Deployments have been first-class REST objects in the Kubernetes API since Kubernetes 1.2. This means we define them in YAML or JSON manifest files that we POST to the API server in the normal manner.

Rolling updates are a core feature of Deployments. For example, we can run multiple concurrent versions of a Deployment in true blue/green or canary fashion. Kubernetes can also detect and stop rollouts if the new version is not working.

StatefulSets

Figure 3: Statefulset

You can use StatefulSets to create pods that guarantee start up order and unique identifiers, which are then used to ensure that the pod maintains its identity across the lifecycle of the StatefulSet.
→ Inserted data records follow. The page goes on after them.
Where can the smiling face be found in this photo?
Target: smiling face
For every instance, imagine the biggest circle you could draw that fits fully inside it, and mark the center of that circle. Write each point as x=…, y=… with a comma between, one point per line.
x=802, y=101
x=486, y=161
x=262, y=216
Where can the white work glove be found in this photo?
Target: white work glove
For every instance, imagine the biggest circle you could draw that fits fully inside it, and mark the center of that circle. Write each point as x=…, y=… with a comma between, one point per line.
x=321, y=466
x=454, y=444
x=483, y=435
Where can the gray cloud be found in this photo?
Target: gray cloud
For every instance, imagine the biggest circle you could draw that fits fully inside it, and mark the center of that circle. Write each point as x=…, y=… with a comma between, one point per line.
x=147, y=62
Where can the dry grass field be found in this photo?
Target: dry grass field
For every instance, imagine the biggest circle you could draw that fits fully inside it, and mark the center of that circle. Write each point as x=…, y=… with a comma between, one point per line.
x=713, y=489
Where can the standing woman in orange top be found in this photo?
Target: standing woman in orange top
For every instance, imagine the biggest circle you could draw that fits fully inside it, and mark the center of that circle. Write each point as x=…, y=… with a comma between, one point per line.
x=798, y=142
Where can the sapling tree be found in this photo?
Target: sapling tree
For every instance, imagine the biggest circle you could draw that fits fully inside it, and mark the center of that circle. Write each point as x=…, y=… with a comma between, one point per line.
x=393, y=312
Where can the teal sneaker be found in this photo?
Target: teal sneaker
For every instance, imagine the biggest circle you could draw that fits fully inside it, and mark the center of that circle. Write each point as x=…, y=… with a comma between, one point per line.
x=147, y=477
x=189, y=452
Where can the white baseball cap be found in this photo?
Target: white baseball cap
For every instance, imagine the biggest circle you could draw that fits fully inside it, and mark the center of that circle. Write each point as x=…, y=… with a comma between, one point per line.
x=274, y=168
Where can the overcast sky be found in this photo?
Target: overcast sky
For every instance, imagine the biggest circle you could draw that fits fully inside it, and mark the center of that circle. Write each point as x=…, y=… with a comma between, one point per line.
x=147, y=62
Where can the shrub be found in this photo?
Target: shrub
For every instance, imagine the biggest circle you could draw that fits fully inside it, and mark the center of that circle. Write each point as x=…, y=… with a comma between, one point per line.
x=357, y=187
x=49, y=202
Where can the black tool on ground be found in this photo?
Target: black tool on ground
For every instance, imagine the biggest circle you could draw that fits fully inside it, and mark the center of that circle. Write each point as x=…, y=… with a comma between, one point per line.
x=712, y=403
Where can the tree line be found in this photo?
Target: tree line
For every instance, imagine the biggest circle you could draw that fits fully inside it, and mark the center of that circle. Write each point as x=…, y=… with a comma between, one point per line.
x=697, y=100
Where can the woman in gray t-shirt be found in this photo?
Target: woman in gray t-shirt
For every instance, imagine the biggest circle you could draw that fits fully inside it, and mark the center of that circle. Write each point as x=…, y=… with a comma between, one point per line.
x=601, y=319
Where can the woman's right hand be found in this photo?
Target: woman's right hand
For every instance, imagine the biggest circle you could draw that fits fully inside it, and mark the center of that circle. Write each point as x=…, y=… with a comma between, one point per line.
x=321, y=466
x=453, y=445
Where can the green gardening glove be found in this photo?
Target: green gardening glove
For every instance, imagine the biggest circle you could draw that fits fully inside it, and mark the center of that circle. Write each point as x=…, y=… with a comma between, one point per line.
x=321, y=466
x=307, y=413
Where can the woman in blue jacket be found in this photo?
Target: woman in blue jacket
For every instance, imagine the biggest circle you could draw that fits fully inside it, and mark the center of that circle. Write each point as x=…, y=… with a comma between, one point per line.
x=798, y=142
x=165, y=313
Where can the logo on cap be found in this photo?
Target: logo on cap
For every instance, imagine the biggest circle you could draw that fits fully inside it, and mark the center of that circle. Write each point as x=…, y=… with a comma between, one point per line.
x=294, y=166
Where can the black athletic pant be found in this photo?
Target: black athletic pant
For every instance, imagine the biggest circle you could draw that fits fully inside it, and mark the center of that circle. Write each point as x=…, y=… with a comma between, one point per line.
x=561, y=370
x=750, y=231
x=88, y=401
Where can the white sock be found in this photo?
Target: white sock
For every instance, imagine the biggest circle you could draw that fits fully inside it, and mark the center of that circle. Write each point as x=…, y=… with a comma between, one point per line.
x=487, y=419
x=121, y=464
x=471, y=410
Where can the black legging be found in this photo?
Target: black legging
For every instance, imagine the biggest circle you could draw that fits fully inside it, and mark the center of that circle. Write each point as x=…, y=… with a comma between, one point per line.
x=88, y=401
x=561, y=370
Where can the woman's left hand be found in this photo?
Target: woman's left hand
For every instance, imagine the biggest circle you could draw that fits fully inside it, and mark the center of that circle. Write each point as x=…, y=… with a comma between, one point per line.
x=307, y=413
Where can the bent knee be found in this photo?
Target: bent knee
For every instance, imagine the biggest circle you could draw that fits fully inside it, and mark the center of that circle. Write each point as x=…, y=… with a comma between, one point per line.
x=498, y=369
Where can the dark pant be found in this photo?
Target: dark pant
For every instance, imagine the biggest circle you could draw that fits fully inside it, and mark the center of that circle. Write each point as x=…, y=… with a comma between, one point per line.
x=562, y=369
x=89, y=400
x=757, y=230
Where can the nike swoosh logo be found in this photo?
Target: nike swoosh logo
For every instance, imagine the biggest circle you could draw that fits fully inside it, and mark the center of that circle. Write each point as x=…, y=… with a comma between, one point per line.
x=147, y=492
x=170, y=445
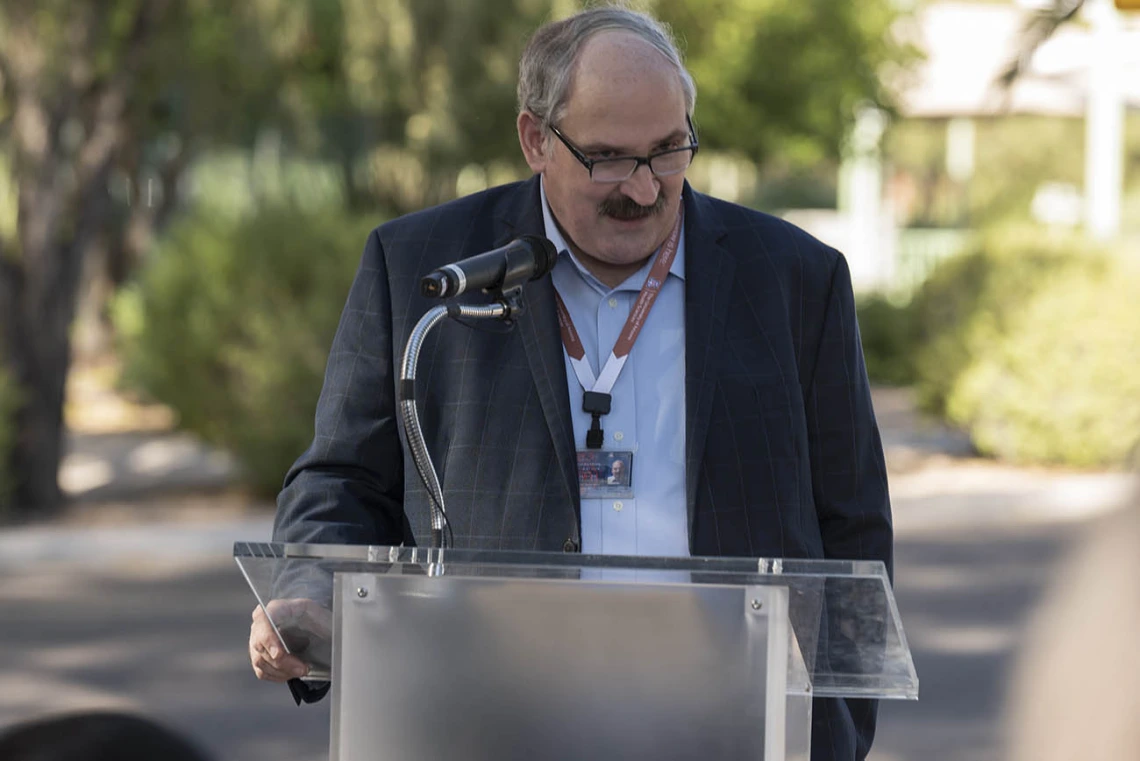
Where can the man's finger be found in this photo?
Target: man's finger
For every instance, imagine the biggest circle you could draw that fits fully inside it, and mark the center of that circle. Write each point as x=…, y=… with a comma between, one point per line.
x=278, y=668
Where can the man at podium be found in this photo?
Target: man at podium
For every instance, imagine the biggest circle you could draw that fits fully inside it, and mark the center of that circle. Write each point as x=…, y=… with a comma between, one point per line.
x=722, y=341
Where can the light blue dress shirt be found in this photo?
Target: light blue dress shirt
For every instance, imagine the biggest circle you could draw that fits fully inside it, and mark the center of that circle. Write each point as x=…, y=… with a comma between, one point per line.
x=648, y=410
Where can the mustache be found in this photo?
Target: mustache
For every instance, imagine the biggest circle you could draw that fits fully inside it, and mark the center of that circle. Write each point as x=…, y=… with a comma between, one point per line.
x=624, y=207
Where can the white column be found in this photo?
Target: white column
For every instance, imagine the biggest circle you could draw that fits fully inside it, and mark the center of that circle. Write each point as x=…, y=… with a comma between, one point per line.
x=1104, y=136
x=861, y=202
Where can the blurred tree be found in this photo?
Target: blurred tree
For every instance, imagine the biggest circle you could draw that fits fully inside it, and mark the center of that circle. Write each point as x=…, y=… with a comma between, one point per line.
x=784, y=78
x=96, y=97
x=105, y=104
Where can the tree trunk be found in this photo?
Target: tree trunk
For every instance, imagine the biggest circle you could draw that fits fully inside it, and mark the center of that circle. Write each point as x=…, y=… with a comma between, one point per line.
x=38, y=356
x=63, y=203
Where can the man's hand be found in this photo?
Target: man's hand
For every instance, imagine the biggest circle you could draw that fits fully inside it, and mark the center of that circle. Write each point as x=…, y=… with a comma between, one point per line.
x=301, y=622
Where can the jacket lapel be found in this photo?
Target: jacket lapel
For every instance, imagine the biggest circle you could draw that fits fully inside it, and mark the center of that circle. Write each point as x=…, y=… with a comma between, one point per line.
x=520, y=213
x=709, y=270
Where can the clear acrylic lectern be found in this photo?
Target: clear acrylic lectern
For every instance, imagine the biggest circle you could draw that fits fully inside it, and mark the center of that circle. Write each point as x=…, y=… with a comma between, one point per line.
x=441, y=655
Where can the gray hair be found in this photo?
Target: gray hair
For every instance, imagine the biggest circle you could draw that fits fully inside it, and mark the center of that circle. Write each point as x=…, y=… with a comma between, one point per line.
x=547, y=65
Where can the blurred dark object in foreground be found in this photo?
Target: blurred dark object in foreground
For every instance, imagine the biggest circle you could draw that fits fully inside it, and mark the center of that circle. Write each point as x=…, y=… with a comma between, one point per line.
x=95, y=736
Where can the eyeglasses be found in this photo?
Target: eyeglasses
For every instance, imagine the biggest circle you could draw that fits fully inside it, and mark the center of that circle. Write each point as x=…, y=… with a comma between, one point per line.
x=620, y=169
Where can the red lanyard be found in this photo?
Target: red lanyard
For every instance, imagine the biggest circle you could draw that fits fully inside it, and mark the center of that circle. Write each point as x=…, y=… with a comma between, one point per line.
x=596, y=400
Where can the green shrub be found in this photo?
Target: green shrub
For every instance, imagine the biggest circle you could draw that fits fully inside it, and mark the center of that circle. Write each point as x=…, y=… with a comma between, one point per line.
x=887, y=333
x=230, y=322
x=969, y=299
x=1032, y=343
x=1061, y=383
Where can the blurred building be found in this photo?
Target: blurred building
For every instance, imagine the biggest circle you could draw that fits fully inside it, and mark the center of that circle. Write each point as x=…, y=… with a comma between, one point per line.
x=1088, y=70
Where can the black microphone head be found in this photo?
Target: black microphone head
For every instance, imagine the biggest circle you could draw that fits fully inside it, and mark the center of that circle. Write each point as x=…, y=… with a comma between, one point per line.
x=546, y=255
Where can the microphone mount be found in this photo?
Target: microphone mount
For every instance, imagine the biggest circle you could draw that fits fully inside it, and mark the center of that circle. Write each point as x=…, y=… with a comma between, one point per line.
x=506, y=305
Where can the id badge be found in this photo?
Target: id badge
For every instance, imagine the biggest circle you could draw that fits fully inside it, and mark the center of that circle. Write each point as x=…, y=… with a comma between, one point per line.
x=604, y=473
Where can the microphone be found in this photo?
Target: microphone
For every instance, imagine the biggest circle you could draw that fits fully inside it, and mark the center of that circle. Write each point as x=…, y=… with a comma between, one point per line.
x=523, y=259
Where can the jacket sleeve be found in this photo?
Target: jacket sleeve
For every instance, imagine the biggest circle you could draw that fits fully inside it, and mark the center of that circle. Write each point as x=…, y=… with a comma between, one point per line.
x=848, y=474
x=348, y=487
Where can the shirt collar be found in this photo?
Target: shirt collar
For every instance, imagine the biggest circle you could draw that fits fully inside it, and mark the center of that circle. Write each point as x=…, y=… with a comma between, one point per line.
x=560, y=243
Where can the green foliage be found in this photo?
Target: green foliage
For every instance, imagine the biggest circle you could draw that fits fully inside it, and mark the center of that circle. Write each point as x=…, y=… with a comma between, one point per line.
x=1061, y=383
x=887, y=333
x=1031, y=342
x=230, y=324
x=969, y=300
x=783, y=78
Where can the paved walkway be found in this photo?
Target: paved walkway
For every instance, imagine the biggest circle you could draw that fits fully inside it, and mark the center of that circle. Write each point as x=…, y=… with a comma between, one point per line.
x=135, y=602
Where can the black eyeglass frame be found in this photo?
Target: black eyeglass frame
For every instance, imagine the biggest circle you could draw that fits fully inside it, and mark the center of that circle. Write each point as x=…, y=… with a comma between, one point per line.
x=591, y=163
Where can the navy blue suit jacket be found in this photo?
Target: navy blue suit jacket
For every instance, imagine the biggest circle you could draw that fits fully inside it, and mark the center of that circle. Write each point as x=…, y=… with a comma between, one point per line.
x=783, y=457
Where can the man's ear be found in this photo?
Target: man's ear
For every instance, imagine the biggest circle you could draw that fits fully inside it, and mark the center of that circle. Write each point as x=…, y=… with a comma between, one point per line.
x=532, y=139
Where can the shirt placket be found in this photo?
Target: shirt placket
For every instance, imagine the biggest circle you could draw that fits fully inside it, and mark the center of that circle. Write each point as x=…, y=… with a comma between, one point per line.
x=619, y=514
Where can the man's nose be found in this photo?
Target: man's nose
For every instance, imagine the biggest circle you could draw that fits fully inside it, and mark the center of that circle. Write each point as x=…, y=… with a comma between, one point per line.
x=642, y=187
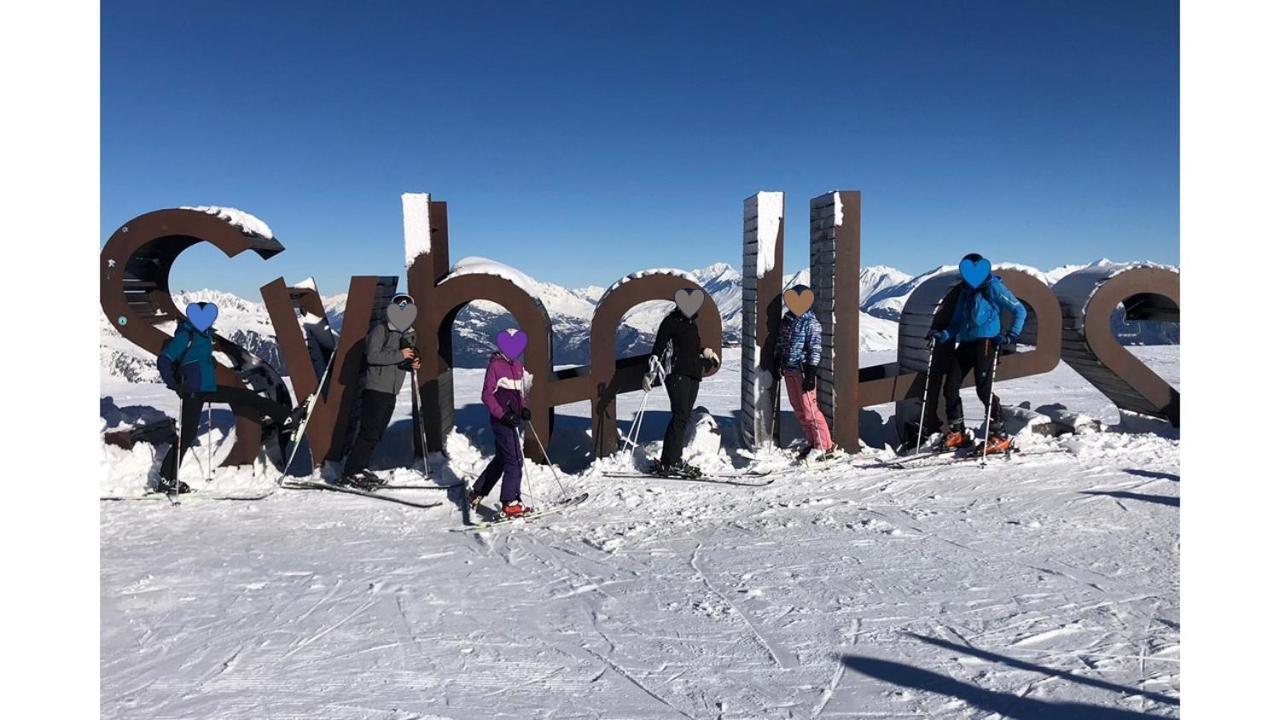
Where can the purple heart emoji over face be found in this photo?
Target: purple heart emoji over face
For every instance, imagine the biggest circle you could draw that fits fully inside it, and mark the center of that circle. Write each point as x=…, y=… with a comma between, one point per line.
x=512, y=341
x=202, y=315
x=689, y=300
x=974, y=272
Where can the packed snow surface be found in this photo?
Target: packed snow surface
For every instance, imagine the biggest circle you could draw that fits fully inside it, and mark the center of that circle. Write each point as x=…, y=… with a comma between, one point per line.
x=1046, y=586
x=240, y=218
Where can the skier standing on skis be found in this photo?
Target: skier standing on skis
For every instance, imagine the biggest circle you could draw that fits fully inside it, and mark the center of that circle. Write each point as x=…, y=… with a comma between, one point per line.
x=795, y=359
x=187, y=367
x=506, y=386
x=677, y=350
x=970, y=342
x=388, y=356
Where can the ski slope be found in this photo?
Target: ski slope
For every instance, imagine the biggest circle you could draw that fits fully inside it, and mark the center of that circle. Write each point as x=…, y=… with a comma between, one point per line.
x=1046, y=586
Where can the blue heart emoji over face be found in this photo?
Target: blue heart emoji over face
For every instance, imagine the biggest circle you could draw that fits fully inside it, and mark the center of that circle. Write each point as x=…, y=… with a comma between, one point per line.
x=202, y=315
x=974, y=272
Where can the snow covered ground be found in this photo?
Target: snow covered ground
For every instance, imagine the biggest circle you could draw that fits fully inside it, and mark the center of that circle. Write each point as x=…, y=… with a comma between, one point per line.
x=1046, y=586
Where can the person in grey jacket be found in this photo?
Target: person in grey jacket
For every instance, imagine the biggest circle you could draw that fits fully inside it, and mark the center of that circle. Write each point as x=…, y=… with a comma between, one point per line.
x=389, y=355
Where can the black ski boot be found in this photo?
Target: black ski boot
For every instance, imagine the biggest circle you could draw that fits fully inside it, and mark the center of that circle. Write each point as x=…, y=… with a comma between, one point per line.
x=362, y=479
x=677, y=470
x=172, y=487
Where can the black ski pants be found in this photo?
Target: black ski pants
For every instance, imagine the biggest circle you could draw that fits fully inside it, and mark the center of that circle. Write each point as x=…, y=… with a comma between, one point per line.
x=977, y=355
x=682, y=392
x=375, y=414
x=192, y=406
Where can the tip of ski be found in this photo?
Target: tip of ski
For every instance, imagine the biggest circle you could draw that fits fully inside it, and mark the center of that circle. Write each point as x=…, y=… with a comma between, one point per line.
x=538, y=513
x=373, y=495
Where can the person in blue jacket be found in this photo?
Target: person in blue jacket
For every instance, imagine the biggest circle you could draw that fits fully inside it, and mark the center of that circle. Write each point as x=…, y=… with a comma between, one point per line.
x=187, y=367
x=970, y=342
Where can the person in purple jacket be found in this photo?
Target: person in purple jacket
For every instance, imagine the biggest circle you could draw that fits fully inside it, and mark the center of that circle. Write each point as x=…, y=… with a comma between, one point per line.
x=506, y=384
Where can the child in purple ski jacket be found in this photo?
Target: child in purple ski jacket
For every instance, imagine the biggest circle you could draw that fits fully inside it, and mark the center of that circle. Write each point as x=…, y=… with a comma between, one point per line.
x=506, y=384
This feature makes it possible to run stateful applications within Kubernetes, as typical persistent components such as storage and networking are guaranteed. Furthermore, when you create pods they are always created in the same order and allocated identifiers that are applied to host names and the internal cluster DNS. Those identifiers ensure there are stable and predictable network identities for pods in the environment.

DaemonSets

Figure 4: Daemonset

DaemonSets manage groups of replicated Pods. However, DaemonSets attempt to adhere to a one-Pod-per-node model, either across the entire cluster or a subset of nodes. Daemonset will not run more than one replica per node. Another advantage of using Daemonset is, If you add a node to the cluster then Daemonset will automatically spawn pod on that node, which deployment will not do.

DaemonSets are useful for deploying ongoing background tasks that you need to run on all or certain nodes, and which do not require user intervention. Examples of such tasks include storage daemons like ceph, log collection daemons like fluentd, and node monitoring daemons like collectd.